Figure 2 — Normal force offset vs distance from long axis in top and bottom halves of racquet. The offset was positive (top half of contact area) for impacts in the bottom half of the racquet and mostly negative (bottom half of contact area) in the top half of the racquet.

Figure 2 tells us that if the offset is positive in the bottom half of the racquet and negative in the top half, then we will see a generalized rebound spin model as seen in Figure 3.

Figure 3 — Rebound Spins: Friction and normal force torques affecting spin in each half of the racquet. The offset is located on the side of the contact area that has the greater tensions.

It is interesting to see how all the forces come together to create the final spin result. The friction force is much smaller than the normal force (Figure 4).

Figure 4 — Friction and normal force at each impact point. The normal force is much greater than the friction force.

But it is not the force alone that determines spin. It is also the length of the so-called moment arm or lever arm against which the force is applied that is important. Torque, which causes spin, is given by Fs where F is the force and s the perpendicular distance of the line of force to the CM (the moment arm). So, in Figure 3, the normal force torque will be F_ND and the friction torque will be F_rR, where D and R are substituted for s. Though F_r is much less than F_N, R (33 mm) is much greater than D (average around .5 mm), so the two torques are very nearly equal but opposite as shown in Figure 5.

Figure 5 — Friction and normal torque at each impact point. Torque due to friction is given by T_r = F_rR and torque due to normal force offset is given by T_D = F_ND.

Figure 6 shows the net torque as a result of summing T_r and T_D for each impact in Figure 5. The net torque tends to be greater in both halves of the racquet for the variable tension pattern compared to the single tension pattern.

Figure 6 — Net torque vs distance from long axis for both variable tension pattern (red) and the fixed tension pattern (blue).

Figure 7 shows the change in spin vs the net torque.

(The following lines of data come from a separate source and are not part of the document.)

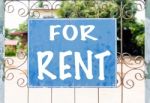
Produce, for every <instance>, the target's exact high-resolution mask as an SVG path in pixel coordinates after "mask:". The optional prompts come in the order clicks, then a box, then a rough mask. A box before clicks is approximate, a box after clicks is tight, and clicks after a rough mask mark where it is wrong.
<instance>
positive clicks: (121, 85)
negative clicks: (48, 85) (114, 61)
mask: <svg viewBox="0 0 150 103" xmlns="http://www.w3.org/2000/svg"><path fill="white" fill-rule="evenodd" d="M120 10H121V11H120V12H121V13H120V53H121V55H120V56H121V103H123V99H124V98H123V94H124V93H123V89H124V88H123V0H121V1H120Z"/></svg>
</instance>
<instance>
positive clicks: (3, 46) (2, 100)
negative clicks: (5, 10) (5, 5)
mask: <svg viewBox="0 0 150 103" xmlns="http://www.w3.org/2000/svg"><path fill="white" fill-rule="evenodd" d="M3 27H4V1H3V0H0V103H4V52H3V51H4V35H3Z"/></svg>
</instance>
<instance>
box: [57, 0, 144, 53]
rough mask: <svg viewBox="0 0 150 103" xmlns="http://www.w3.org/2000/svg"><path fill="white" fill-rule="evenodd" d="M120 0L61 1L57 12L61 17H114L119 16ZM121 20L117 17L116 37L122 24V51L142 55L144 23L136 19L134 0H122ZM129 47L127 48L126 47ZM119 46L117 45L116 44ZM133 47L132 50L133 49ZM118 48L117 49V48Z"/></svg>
mask: <svg viewBox="0 0 150 103" xmlns="http://www.w3.org/2000/svg"><path fill="white" fill-rule="evenodd" d="M120 1H121V0H114V1H109V0H100V1H98V0H75V1H63V2H62V4H61V6H60V9H59V10H58V12H57V14H58V16H59V17H61V18H110V17H113V18H116V17H119V16H120V12H121V11H120V5H121V2H120ZM122 4H123V11H122V12H123V15H122V18H123V22H120V18H118V21H117V26H118V37H120V25H121V23H122V25H123V35H124V40H123V41H124V42H123V44H124V47H123V49H124V52H129V53H131V54H137V55H143V53H144V51H143V48H144V25H143V24H142V23H139V22H137V21H136V18H135V14H136V11H137V9H136V4H135V3H134V0H123V1H122ZM129 46H130V47H131V48H128V47H129ZM118 48H119V46H118ZM133 49H134V50H133ZM118 50H119V49H118Z"/></svg>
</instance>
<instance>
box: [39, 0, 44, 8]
mask: <svg viewBox="0 0 150 103" xmlns="http://www.w3.org/2000/svg"><path fill="white" fill-rule="evenodd" d="M43 6H44V4H43V1H42V0H39V2H38V7H40V8H42V7H43Z"/></svg>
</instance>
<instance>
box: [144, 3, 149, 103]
mask: <svg viewBox="0 0 150 103" xmlns="http://www.w3.org/2000/svg"><path fill="white" fill-rule="evenodd" d="M149 10H150V0H147V2H146V22H145V62H146V64H147V65H146V67H147V69H146V74H147V76H146V77H147V78H146V81H145V82H146V83H145V84H146V85H145V88H146V90H145V103H150V98H149V96H150V46H149V41H150V12H149Z"/></svg>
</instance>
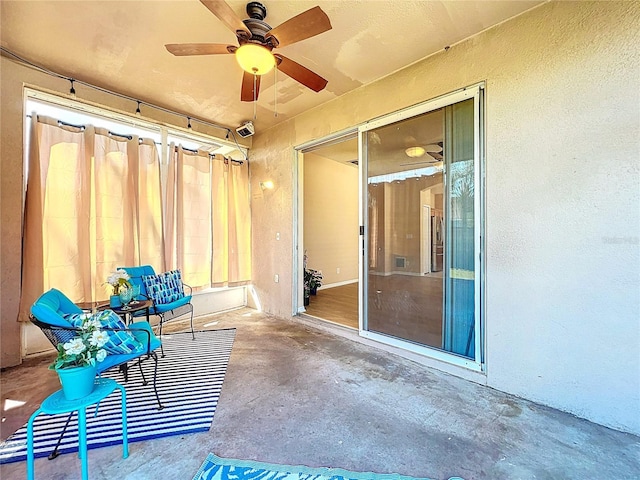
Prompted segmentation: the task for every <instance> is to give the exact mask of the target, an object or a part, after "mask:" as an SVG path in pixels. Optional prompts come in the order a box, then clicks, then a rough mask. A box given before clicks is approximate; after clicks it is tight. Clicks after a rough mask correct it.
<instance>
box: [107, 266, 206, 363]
mask: <svg viewBox="0 0 640 480" xmlns="http://www.w3.org/2000/svg"><path fill="white" fill-rule="evenodd" d="M118 268H122V269H123V270H124V271H126V272H127V274H129V281H130V282H131V284H132V285H138V286H140V295H141V296H142V297H143V298H146V299H148V300H151V301H152V302H153V306H152V307H151V308H150V309H149V313H150V314H151V315H157V316H158V317H159V318H160V327H159V328H160V332H159V336H160V338H162V326H163V325H164V324H165V323H166V322H169V321H170V320H174V319H177V318H178V317H181V316H183V315H187V314H188V315H190V318H189V321H190V325H191V338H192V339H193V340H195V339H196V336H195V333H194V331H193V305H192V304H191V297H192V289H191V287H190V286H189V285H187V284H186V283H184V282H183V281H182V277H181V275H180V271H179V270H174V271H172V272H165V273H161V274H159V275H156V272H155V270H154V269H153V267H152V266H151V265H141V266H139V267H118ZM141 315H146V312H145V311H144V310H140V311H138V312H134V313H133V316H134V317H139V316H141ZM160 350H161V351H162V356H163V357H164V350H163V349H162V347H160Z"/></svg>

The variable tension pattern created the most positive and negative torque and most the most change in spin, whether topspin and backspin, as shown by both ends of the curve being red (i.e., the variable tension pattern).

Figure 7 — Change in spin vs net torque for the variable tension and single tension patterns.

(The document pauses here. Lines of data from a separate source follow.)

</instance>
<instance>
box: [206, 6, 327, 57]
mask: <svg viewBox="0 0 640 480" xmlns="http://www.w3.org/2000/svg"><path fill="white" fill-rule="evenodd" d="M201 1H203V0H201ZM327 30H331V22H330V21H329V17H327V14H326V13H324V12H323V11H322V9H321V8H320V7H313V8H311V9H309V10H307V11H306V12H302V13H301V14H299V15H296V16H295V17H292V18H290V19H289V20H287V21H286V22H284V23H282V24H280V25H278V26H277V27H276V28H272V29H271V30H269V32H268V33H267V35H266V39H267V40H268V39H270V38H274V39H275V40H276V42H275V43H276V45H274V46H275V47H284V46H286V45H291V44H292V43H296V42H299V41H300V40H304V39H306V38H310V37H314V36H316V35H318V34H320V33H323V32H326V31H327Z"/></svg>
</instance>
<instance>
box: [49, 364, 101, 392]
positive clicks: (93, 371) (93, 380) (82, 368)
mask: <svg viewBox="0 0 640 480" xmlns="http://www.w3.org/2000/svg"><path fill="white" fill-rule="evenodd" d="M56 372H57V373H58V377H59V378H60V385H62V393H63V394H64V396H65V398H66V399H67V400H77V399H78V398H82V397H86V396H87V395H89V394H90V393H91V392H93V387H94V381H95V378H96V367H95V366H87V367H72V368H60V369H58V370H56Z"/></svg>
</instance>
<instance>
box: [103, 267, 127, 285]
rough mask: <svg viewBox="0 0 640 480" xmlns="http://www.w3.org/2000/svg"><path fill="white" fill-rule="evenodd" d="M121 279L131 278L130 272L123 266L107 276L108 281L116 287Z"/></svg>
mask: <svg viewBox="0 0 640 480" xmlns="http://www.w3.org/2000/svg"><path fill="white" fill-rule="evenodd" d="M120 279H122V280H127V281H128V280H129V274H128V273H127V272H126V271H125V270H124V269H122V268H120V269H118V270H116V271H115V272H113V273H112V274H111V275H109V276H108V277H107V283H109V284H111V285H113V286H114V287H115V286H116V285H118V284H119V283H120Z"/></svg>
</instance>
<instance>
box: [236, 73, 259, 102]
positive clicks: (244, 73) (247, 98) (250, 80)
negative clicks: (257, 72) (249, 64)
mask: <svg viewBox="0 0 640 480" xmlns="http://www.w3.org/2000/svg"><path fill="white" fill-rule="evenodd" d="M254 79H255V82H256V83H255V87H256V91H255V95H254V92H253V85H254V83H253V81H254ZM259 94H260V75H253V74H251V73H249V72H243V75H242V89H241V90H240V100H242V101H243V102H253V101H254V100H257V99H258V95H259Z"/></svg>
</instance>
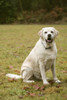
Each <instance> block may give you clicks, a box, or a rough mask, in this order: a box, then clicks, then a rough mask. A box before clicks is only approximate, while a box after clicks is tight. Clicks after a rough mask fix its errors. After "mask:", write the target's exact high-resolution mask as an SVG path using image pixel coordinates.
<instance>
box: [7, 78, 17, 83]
mask: <svg viewBox="0 0 67 100" xmlns="http://www.w3.org/2000/svg"><path fill="white" fill-rule="evenodd" d="M8 81H9V82H13V81H17V80H16V79H14V78H13V79H10V78H9V79H8Z"/></svg>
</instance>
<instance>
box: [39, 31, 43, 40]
mask: <svg viewBox="0 0 67 100" xmlns="http://www.w3.org/2000/svg"><path fill="white" fill-rule="evenodd" d="M38 35H39V36H40V37H41V38H42V39H43V29H41V30H40V31H39V32H38Z"/></svg>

For brevity and simplicity, our main concern here has only been spin. However, the rebound parmeters of interest are speed, spin, and angle. So, for the sake of completeness, ACOR (ratio of perpendicular rebound velocity to perpendicular incident velocity) and change in angle are presented in Figures 8 and 9.

Figure 8 — ACOR vs distance from long axis for variable and single tension patterns.

Figure 9 — Change in angle vs distance from long axis for variable and single tension patterns.

CONCLUSION

The variable tension string pattern produced 1.7 times as much percentage change in spin as the single tension pattern. Granted the magnitudes of the spin values are small, but that is due to the restrictions of our input parameters. Furthermore, the ideal configuration of the variable tensions is yet to be determined. Would 10 lb variances between strings be better? Or would material differences between adjacent strings be better? What about reversing the tensions such that the middle two strings are 20 lb and each adjacent string increase 5 lb out to the periphery at 60 lb? And what if we use a more open pattern? Can cross string tension be variable also? How does cross string tension affect the variable main string tension? What happens when the strings slide and are pushed to one side of the ball or another during impact?

How much difference to expect in actual tennis playing remains to be determined. Will the effect be drowned out when hitting real shots with real incident speeds, angles and spins? How difficult is stringing a variable tension pattern?